Whitehouse Cosponsors Green Bank Act to Create Jobs, Reclaim America’s Clean Energy Leadership
National bank would provide additional capital for Rhode Island Infrastructure Bank projects
Washington, D.C. – U.S. Senator Sheldon Whitehouse (D-RI) has joined U.S. Senator Chris Murphy (D-CT) in introducing the Green Bank Act, which would support clean energy sector job creation in Rhode Island and fight climate change by incentivizing large-scale private investment in green projects. The bill would create a National Green Bank to provide financing for regional, state, and municipal green banks, including the Rhode Island Infrastructure Bank.
“A national green infrastructure bank would provide states with capital to make smart investments in the clean energy economy and reduce carbon pollution,” said Whitehouse. “Rhode Island one of six states to have established a state green bank, and this bill would support our state’s efforts to create clean energy jobs, save consumers money, and limit the carbon pollution driving climate change.”
In 2015, the state passed legislation creating the Rhode Island Infrastructure Bank and established programs like the Efficient Buildings Fund, which facilitates low-cost financing for energy efficiency and renewable energy projects for public buildings.

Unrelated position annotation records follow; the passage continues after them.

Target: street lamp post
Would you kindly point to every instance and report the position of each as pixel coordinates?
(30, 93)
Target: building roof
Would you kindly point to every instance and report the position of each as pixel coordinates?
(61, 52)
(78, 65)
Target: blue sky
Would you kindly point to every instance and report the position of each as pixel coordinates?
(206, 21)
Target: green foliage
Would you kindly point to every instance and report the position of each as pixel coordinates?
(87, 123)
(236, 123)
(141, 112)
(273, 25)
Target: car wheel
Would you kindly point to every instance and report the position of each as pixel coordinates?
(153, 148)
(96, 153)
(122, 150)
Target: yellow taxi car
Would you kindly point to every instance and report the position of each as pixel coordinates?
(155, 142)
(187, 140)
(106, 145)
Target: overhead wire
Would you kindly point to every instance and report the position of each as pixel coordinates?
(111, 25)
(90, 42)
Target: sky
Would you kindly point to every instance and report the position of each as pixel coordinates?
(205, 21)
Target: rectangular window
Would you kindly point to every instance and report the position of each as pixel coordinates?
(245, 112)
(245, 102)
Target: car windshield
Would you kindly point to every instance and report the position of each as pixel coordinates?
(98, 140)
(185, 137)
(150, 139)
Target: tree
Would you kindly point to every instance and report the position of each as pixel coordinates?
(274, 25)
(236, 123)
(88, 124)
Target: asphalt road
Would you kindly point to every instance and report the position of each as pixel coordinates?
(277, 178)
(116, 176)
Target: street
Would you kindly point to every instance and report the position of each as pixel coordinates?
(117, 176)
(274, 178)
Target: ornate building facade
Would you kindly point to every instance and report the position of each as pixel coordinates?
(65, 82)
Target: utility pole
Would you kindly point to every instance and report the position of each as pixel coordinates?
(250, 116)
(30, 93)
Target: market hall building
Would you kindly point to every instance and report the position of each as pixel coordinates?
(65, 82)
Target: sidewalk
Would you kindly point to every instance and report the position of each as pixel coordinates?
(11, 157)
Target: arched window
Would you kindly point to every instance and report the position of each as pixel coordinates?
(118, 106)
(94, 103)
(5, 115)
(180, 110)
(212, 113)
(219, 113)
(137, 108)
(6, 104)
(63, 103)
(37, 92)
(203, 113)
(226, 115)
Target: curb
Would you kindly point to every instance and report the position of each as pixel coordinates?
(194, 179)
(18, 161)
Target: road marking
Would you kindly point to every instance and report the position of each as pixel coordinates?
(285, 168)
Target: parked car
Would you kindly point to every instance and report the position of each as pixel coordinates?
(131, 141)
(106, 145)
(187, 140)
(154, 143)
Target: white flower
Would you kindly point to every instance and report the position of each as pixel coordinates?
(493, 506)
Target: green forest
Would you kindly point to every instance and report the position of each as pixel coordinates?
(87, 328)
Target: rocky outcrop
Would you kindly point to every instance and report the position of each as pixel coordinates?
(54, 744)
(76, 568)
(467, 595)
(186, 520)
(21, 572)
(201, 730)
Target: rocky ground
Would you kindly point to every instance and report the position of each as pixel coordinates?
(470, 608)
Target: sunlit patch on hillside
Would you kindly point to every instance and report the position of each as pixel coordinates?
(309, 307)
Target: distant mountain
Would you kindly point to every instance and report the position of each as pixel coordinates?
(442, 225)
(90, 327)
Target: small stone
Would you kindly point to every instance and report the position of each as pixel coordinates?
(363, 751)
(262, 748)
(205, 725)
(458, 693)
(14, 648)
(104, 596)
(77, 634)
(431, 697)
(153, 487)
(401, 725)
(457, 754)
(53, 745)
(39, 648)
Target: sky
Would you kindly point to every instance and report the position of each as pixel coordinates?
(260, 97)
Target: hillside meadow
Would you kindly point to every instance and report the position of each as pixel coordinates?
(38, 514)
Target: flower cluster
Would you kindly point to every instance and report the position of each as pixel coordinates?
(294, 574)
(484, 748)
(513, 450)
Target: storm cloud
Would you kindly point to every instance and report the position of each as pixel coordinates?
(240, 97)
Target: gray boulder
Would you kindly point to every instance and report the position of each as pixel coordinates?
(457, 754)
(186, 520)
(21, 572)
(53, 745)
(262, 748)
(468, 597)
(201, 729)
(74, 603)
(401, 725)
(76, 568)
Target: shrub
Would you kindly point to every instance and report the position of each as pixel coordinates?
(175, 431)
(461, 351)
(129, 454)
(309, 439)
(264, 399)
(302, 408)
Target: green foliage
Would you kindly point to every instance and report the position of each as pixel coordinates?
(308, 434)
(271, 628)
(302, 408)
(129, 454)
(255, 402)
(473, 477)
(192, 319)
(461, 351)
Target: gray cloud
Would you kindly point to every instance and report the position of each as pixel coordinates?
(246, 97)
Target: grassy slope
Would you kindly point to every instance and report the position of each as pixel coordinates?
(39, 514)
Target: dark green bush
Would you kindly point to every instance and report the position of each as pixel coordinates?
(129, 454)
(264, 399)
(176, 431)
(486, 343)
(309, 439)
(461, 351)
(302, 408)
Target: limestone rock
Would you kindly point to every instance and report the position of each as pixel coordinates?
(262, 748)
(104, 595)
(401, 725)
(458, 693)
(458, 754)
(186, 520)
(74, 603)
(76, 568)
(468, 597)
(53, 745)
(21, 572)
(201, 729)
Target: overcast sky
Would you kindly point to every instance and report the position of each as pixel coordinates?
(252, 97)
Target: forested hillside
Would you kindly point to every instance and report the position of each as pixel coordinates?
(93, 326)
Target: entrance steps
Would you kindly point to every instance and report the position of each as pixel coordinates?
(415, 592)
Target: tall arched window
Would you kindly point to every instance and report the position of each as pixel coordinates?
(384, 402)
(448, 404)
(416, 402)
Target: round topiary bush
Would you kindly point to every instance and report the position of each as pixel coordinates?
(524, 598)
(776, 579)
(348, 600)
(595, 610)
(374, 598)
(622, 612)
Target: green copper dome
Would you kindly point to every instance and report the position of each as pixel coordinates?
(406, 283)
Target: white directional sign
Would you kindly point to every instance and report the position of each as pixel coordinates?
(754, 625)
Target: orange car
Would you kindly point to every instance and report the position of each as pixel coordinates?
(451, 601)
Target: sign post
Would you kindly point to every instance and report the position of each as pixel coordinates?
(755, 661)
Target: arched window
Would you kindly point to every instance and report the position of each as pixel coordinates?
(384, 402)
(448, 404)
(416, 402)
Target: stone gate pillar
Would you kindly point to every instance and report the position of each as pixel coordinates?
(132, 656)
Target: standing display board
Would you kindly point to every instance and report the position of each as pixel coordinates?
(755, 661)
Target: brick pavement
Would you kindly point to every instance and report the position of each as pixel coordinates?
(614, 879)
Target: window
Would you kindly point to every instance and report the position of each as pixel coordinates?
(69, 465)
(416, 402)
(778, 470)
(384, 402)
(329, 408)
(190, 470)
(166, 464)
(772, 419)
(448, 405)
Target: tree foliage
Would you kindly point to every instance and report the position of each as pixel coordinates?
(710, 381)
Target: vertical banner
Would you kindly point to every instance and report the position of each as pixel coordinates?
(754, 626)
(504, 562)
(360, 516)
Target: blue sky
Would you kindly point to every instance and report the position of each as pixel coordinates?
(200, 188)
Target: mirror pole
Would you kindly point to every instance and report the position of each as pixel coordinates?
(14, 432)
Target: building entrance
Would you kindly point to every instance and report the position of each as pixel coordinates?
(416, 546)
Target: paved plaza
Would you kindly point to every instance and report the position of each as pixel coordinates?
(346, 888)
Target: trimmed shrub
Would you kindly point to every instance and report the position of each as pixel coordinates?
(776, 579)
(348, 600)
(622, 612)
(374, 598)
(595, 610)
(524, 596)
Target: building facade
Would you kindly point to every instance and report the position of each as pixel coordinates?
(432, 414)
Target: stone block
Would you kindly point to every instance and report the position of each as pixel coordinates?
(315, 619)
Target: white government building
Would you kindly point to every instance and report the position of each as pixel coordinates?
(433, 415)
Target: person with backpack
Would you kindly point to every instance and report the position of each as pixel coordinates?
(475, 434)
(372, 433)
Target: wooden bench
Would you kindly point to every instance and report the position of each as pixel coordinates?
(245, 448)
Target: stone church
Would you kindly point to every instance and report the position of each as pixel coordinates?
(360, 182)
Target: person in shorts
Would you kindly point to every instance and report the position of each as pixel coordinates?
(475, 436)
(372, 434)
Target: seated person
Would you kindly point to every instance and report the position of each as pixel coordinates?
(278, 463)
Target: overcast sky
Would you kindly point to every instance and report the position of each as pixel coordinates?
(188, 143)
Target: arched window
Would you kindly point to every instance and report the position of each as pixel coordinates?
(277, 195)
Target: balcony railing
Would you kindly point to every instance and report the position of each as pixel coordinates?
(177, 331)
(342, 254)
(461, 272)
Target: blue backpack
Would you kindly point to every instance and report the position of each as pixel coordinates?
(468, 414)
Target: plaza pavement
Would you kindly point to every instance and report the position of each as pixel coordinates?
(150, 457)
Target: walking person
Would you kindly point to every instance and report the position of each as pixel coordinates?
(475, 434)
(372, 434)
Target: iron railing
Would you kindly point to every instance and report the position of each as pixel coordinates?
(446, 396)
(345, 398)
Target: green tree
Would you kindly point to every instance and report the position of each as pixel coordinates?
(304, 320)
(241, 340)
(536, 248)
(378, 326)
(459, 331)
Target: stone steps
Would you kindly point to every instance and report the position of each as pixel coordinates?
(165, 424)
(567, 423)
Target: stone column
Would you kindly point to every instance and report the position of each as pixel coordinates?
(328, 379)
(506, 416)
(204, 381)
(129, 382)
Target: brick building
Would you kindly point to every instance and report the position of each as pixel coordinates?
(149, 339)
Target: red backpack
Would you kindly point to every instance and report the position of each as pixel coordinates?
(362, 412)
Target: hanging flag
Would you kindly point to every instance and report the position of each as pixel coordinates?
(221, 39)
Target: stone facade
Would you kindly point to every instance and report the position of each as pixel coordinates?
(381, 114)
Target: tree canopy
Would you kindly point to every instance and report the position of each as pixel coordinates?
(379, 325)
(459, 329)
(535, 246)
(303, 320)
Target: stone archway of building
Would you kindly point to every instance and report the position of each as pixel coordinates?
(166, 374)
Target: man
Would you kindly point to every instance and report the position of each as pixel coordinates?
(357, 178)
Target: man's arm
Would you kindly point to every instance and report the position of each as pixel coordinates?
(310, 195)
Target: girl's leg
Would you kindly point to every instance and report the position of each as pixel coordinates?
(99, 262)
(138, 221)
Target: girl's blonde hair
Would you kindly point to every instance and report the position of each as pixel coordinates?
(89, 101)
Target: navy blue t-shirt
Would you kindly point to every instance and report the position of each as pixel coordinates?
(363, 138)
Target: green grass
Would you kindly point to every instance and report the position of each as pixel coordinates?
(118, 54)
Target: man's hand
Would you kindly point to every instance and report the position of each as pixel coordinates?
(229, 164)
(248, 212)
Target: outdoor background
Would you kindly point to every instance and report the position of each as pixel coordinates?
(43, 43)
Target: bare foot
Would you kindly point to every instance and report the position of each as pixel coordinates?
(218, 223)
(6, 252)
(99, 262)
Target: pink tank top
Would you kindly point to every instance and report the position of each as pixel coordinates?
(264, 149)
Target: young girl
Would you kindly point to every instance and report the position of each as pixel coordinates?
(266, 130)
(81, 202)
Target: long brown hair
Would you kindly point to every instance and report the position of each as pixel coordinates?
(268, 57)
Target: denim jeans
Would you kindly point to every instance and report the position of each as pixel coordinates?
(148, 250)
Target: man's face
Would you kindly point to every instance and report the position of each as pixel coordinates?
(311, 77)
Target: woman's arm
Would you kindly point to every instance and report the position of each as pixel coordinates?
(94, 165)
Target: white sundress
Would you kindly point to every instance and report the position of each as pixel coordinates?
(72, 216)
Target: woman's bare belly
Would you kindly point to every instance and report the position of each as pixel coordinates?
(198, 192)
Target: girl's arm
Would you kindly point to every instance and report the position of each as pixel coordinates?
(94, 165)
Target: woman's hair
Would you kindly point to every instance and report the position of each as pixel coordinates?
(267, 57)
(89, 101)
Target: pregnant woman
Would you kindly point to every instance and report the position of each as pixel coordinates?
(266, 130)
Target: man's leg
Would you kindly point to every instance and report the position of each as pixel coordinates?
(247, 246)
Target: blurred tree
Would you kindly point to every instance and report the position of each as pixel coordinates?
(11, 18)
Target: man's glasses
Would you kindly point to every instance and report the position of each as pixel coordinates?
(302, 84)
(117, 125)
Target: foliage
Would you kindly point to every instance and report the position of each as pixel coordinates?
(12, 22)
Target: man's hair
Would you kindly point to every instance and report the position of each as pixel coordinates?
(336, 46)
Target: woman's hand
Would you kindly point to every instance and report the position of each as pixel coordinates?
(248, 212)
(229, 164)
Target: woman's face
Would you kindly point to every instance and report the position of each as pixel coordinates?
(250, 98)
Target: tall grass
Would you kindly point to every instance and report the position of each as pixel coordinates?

The Green Bank Act would create a federal national bank which would enhance the existing framework that Rhode Island already has in place.
“If the success we have experienced in Rhode Island is an indication, creating a National Green Bank will create good American jobs while also protecting the environment and saving our businesses money,” said Rhode Island General Treasurer Seth Magaziner. “This legislation only makes sense, as we work toward American energy independence.”
Green banks leverage limited public investment to drive greater investment from the private sector in clean-energy and energy-efficient projects. While state-level green banks have collectively generated billions of dollars in clean-energy investment, the biggest obstacle they face is a lack of access to capital. The National Green Bank could provide a total capitalization of $50 billion to qualified institutions, which must provide matching funds equal to at least 20 percent of federal funding.
“The establishment of a federal National Green Bank would be a tremendous step forward in the efforts to make our infrastructure more energy efficient and reduce our reliance on fossil fuels,” said Jeffrey Diehl, CEO of Rhode Island Infrastructure Bank. “Investment in infrastructure plays a critical role in both public safety and economic development. Energy efficiency financing programs such as the Infrastructure Bank’s Efficient Buildings Fund save taxpayer dollars, create jobs and protect our environment by enabling communities to pursue energy projects they otherwise would not be able to undertake.”